Today's unpublished Strong opinion shows the Sixth Circuit wrestling with the always-problematic reverse-Batson claim, made especially problematic here in light of some, shall we say, unusual comments made by the district judge during voir dire.
In a case with two African-American defendants, defense counsel exercised peremptory strikes against three white members of the jury pool. After the government raised a reverse-Batson challenge, the court determined that the defense had presented racially-neutral reasons for two of the strikes, but found that the last one was "poorly supported" and "pretextual." Defense counsel offered several explanations for striking the juror, including that he appeared to have worked for another potential juror and that he had stared at one of the defendants during voir dire. The court believed that both of those explanations were factually unsupported. But the court did not stop there. Instead, it unfortunately implied that the third juror was somehow just too white to strike:
"[T]he reason it appears to have been [pretextual] is that [the juror], who of all of our jurors, is actually remarkably white.
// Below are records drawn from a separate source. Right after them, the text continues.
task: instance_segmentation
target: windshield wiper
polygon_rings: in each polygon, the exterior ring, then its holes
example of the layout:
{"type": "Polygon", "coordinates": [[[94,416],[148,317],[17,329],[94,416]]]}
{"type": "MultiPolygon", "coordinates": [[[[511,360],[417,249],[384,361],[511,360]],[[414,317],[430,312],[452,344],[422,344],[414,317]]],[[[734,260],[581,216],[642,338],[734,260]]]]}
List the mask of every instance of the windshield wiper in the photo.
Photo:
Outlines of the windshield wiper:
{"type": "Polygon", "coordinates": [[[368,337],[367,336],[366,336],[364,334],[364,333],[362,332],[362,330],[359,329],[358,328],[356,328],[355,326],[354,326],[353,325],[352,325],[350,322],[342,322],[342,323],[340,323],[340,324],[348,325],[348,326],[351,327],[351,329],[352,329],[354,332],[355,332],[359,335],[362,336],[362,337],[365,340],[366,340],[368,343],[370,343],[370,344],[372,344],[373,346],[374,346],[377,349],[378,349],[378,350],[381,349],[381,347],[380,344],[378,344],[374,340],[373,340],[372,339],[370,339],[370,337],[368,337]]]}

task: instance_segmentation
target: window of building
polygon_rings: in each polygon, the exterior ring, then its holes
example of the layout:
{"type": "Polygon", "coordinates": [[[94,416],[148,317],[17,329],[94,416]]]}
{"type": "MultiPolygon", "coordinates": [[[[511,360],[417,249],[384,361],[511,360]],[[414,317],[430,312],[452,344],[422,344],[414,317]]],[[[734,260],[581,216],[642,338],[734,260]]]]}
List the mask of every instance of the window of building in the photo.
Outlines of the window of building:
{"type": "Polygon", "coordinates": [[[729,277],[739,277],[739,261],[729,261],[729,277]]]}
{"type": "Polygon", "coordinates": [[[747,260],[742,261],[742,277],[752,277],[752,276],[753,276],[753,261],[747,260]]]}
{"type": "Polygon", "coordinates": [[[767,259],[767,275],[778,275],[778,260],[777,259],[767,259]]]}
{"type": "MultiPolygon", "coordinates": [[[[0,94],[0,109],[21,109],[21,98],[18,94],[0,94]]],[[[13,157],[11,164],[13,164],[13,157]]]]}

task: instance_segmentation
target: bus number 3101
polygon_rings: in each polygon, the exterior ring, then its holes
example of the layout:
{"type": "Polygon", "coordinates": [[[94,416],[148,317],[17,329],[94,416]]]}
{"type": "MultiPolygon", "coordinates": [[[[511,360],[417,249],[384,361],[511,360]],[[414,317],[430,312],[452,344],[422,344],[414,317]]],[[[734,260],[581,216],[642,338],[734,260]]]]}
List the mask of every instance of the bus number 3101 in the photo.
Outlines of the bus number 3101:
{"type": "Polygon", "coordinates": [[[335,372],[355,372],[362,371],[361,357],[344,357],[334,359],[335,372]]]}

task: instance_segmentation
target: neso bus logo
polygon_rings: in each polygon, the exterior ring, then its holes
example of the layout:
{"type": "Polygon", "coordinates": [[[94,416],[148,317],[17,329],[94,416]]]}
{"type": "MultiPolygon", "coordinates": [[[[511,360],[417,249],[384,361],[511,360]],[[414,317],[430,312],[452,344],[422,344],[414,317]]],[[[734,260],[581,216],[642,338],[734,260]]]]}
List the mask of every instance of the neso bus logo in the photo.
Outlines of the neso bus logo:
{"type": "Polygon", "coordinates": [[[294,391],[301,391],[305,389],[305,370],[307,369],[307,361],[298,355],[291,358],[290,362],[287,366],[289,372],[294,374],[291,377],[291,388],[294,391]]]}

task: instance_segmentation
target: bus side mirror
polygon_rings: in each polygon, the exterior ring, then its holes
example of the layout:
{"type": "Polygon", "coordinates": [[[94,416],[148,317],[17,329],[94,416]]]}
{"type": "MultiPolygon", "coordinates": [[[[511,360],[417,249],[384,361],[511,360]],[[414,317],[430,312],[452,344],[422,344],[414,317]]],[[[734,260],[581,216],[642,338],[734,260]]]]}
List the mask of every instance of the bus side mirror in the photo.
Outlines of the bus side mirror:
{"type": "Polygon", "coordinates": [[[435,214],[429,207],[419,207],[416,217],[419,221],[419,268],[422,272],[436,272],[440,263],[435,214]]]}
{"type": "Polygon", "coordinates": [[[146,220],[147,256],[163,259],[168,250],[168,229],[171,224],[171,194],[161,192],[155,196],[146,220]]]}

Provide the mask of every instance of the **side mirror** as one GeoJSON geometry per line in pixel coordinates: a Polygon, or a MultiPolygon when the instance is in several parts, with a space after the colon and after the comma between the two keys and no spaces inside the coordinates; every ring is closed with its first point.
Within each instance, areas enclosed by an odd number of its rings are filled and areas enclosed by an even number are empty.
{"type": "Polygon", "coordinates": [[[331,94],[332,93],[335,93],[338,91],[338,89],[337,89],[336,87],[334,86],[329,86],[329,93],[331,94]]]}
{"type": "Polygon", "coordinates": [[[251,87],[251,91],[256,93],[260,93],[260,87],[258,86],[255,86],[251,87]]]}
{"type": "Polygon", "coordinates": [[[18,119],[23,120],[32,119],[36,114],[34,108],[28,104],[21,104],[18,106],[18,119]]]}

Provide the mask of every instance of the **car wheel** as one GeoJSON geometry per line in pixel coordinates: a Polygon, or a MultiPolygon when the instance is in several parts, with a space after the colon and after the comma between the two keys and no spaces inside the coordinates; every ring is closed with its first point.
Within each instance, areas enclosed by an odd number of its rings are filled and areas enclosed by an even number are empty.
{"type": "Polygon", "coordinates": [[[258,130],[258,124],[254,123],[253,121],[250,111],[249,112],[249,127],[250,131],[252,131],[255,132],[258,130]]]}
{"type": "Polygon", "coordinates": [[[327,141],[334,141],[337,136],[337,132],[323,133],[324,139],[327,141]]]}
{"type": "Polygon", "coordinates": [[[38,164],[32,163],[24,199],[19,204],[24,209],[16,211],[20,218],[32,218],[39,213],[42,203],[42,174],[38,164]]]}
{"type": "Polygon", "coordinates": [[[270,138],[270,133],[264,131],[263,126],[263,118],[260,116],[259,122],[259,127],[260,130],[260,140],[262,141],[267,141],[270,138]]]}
He's just plain pale. He makes [defense counsel] and me look like we're rosy complected. That probably sounds bad, but he's just very pale, so, unfortunately, I don't know that that had anything to do with it."
Indeed, it did sound bad. Although the Sixth Circuit ultimately upheld the reverse-Batson determination, the panel "strongly disapprove[d] of the statements regarding relative skin tones that the district court made, and believe[d] that it could have addressed the government's Batson claim in any number of different (and more appropriate) ways."